Solved – Explain “validation” process of repeated k-fold cross-validation

caretcross-validationpredictionpredictive-models

My understanding is currently that the canonical repeated k-fold cross-validation (CV) process might do the following if $n=100$ observations in sample, $k=5$ folds, $i= 10$ iterations (see iteration 1 here), our $model=$ linear regression, and our interest is prediction:

  • Validation using $n=100$:
    • (i1) random $n_{train}=80$ (4/5 ((k-1)/k) * 100) used by OLS to estimate the true values of p parameters; then validate p parameters on other $n_{validate}=20$;
      • For k1,.. k5: OLS gives $\hat\beta{x_1},.. \hat\beta{x_p}$, $R^2_{train}$ on $n_{train}=80$, and $R^2_{validate}$ on $n_{validate}=20$.
      • But what does CV do with this "folds" matrix of $k=5$ rows?
    • repeat (i2,.. i10)
      • For i1,.. i10: OLS gives $\hat\beta{x_1},.. \hat\beta{x_p}$, $R^2_{train}$ on $n_{train}=80$, and $R^2_{validate}$ on $n_{validate}=20$.
      • *But what does CV do with this "folds * iterations" matrix of $k*i=50$ rows?*
  • Prediction:
    • Which parameter estimates, from our 50 rows, does CV use to make $\hat y$ on our $n=100$ observations in sample?

Part 2:
The caret package in R allows the following if $(n,k,i,model)$ same as above and $train= 0.75$:

  • training: $n_{train}=$ random 75
  • test: $n_{test}=$ other 25
  • Validation using $n_{train}=$ random 75:
    • Perform canonical process above for i iterations on $n_{train}=$ random 75 (thus 4/5 = $n_{train}=60$, and 1/5 = $n_{validate}=15$);
    • Create matrix as above and do something with this matrix.
  • But what does CV then do with $n_{test}=25$ that remains unused?

*Note we could replace $R^2$ with $RMSE$ for default caret behavior on regressions.

Best Answer

Typically, cross validation uses the average performance (not weighted) as result. Cross validation in itself does not do any selection. One main idea behind cross validation is to reduce variance by averaging over more tests - selecting does the opposite and would lead to increased variance.

So no particular model or iteration is chosen, the $i k$ models built during the cross validation process are just seen as surrogates to the "real" model which is trained separately on all $n$ cases.

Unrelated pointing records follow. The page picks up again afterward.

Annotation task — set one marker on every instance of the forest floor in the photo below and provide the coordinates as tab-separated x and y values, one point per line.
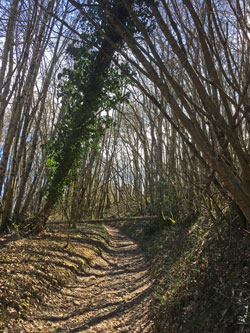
100	283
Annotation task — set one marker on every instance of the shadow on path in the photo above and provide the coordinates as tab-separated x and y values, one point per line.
113	295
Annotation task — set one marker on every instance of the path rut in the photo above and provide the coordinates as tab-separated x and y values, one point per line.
112	296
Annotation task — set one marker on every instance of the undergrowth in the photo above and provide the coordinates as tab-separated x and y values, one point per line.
202	274
33	267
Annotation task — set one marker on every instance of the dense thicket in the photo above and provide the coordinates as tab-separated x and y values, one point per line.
181	144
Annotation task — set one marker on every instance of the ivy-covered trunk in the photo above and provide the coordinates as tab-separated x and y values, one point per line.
81	125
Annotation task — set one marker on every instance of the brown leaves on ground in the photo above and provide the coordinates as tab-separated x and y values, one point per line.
33	267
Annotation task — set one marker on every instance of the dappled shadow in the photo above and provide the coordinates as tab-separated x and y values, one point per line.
112	295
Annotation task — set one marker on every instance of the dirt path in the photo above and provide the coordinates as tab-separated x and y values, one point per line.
112	296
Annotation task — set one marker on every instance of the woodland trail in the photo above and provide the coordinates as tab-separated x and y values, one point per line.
113	295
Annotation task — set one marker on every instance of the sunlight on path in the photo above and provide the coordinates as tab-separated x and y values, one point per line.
111	296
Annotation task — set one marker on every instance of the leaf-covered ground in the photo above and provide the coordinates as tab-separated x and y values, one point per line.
49	288
34	267
202	274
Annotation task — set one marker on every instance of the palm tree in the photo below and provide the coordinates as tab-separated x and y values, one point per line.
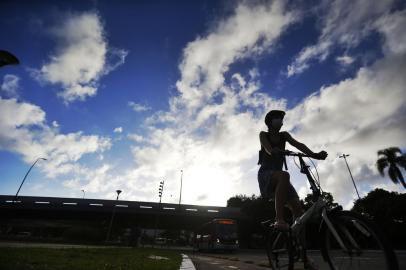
7	58
393	158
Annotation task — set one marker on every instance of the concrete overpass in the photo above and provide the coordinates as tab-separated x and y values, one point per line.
59	214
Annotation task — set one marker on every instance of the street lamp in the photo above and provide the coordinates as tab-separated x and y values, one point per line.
160	191
181	181
352	178
112	216
7	58
15	197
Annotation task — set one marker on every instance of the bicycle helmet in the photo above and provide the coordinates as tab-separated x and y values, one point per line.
272	115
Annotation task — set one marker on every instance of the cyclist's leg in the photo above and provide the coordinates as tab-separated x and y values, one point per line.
296	208
280	184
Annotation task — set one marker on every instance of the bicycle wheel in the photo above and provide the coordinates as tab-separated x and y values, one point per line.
279	250
364	245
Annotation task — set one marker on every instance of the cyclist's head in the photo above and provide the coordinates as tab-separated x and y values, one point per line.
274	119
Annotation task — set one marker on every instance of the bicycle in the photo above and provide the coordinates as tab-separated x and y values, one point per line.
347	240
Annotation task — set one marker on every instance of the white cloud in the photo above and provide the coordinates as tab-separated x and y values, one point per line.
10	85
211	140
138	107
345	60
23	130
345	24
82	58
250	31
136	138
211	129
118	130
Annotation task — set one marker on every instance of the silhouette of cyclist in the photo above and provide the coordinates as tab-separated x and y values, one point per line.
273	181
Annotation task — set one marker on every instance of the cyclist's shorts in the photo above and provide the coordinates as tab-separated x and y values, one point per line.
264	181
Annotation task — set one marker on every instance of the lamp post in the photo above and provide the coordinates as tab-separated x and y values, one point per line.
15	197
112	216
181	182
160	191
352	178
7	58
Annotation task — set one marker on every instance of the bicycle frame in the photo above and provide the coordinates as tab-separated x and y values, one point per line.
318	206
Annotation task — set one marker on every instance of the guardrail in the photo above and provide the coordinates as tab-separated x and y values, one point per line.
7	201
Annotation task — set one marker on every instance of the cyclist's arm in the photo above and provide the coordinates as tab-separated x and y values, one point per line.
300	146
263	138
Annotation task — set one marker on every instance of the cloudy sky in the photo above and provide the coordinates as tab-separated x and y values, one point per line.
124	95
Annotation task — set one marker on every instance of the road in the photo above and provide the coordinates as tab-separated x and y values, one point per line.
257	259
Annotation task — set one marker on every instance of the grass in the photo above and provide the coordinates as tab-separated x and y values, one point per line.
88	259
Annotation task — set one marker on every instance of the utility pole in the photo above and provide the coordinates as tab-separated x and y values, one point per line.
112	217
15	197
352	178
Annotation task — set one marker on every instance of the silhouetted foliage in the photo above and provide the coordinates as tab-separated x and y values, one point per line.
387	210
259	209
392	158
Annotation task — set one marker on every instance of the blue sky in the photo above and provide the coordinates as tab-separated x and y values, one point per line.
123	95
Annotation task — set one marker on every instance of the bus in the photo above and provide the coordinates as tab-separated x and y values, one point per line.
218	234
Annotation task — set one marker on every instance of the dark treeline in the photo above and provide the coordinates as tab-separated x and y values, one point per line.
386	209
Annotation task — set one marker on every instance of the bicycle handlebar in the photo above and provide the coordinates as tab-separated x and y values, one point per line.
294	154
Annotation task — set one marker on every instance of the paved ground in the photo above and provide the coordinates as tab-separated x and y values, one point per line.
257	259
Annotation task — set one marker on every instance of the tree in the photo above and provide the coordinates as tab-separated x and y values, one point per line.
387	211
392	157
6	58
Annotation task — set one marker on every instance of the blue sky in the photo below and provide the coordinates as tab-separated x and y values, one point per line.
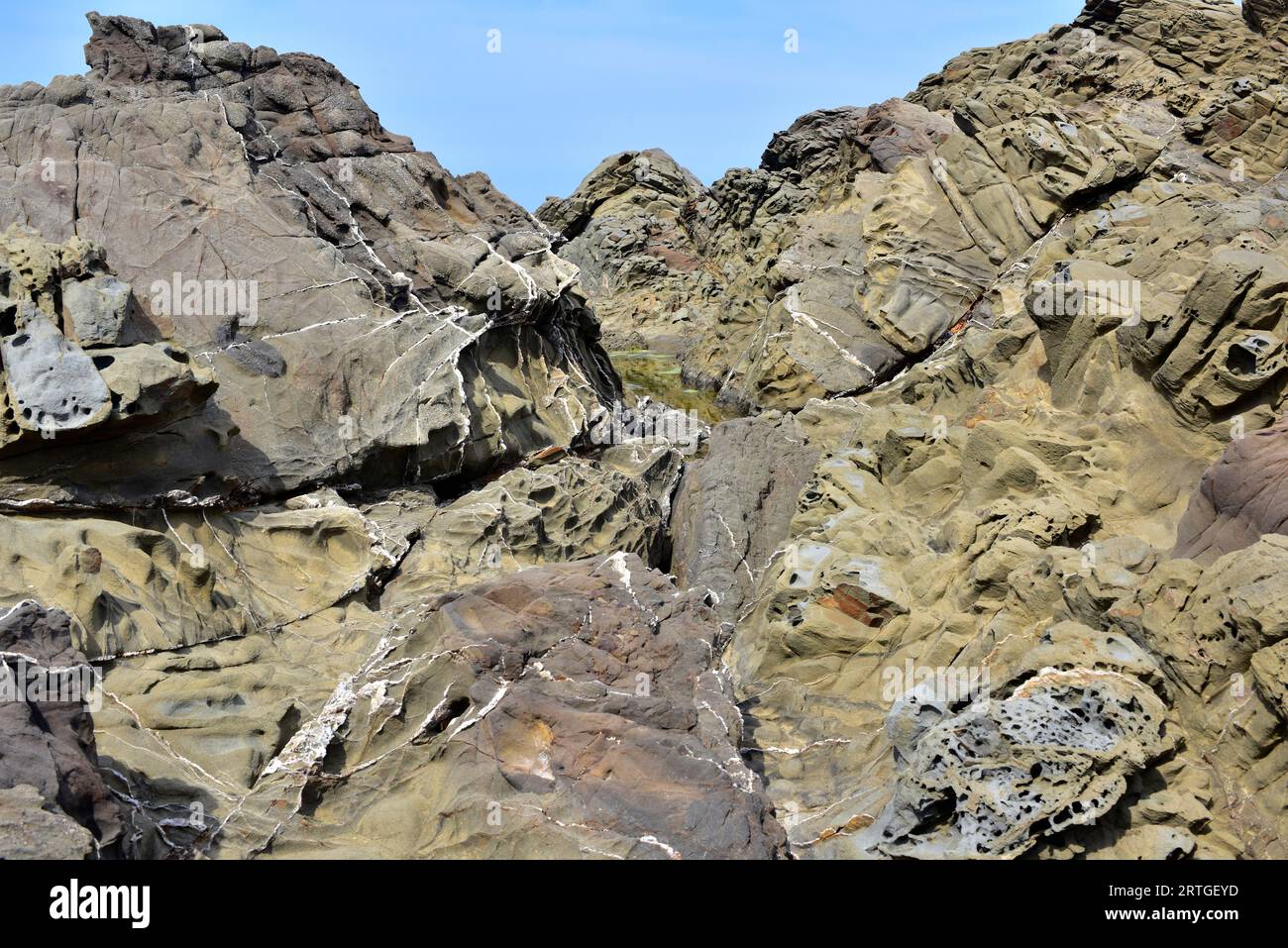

The $i k$ sets of model parameters are usually discarded.

It is possible to make use of the parameter sets, though:

  • to validate the model parameters in addition to the predictive ability, you can have a look how stable the parameter estimates are.
    One of the implicit assumptions of cross validation is that because the training sets are very similar to each other and to the whole data set (differing only by $\frac{n}{k}$ to $\frac{2 n}{k}$ out of the $n$ cases), if the model building process is stable, then so should the parameters be*.
  • if you find the models suffer from instability (particularly in the predictions), you may go one step further and use the cross validation surrogate models as ensemble for an aggregated model, similar to what bagging does with bootstrap resampling with replacement.

Note that cross validation procedures used for model parameter estimation rather than for estimating the predictive abilities (= testing, validation) are known as jackknifing (in the narrow sense that would be leave-one-out resampling for parameter estimation).

Some confusion may come from the fact that the cross validation results can then be used for two different things:

  • as performance estimate of the "real" model built on the whole data set using the same training procedure, or
  • to select among a number of different models, e.g. in hyperparameter estimation. In this case, the selected model must undergo an independent validation to exclude the possibility that the observed good performance was just due to chance (variance). Thus, for this set-up you need either a so-called double or nested cross validation or a still unknown test set.

*For some applications and models, the situation may be more difficult, as collinearities can lead to instability in the coefficients that does not necessarily affect the stability of the predictions.


update: answering questions in the comment

In the example above, you'd get 50 estimates of $R^2$, one for each of the 50 surrogate models, yes. And yes, they are assumed to be a good approximation for the $R^2$ of "the" (one) model built using the whole population.

Side note: so far, I've sen $R^2$ for goodness of fit only, i.e. calculated explicitly on training data only. Doing this in a cross validation does yield information, but possibly not the information you're after.
You could construct a predictive $R^2$, but typically I've seen residual sum of squares for out of training cases (e.g. $PRESS_{CV}$) instead of % unexplained variance for prediction.


caret: I cannot say for sure - I don't use caret as I have hierarchical data structures and need to take some rather special care in splitting training and test data.

It could be that ntest is set aside for nested validation, or that it is a parameter that is used if hold out validation is done instead of cross validation. (In the page you linked, I did not see an explicit explanation on a quick glance)

Look up the code, dude.


jacknife vs. cross validation: no, there is no difference in the calculations -- it just happened to end up with a second name.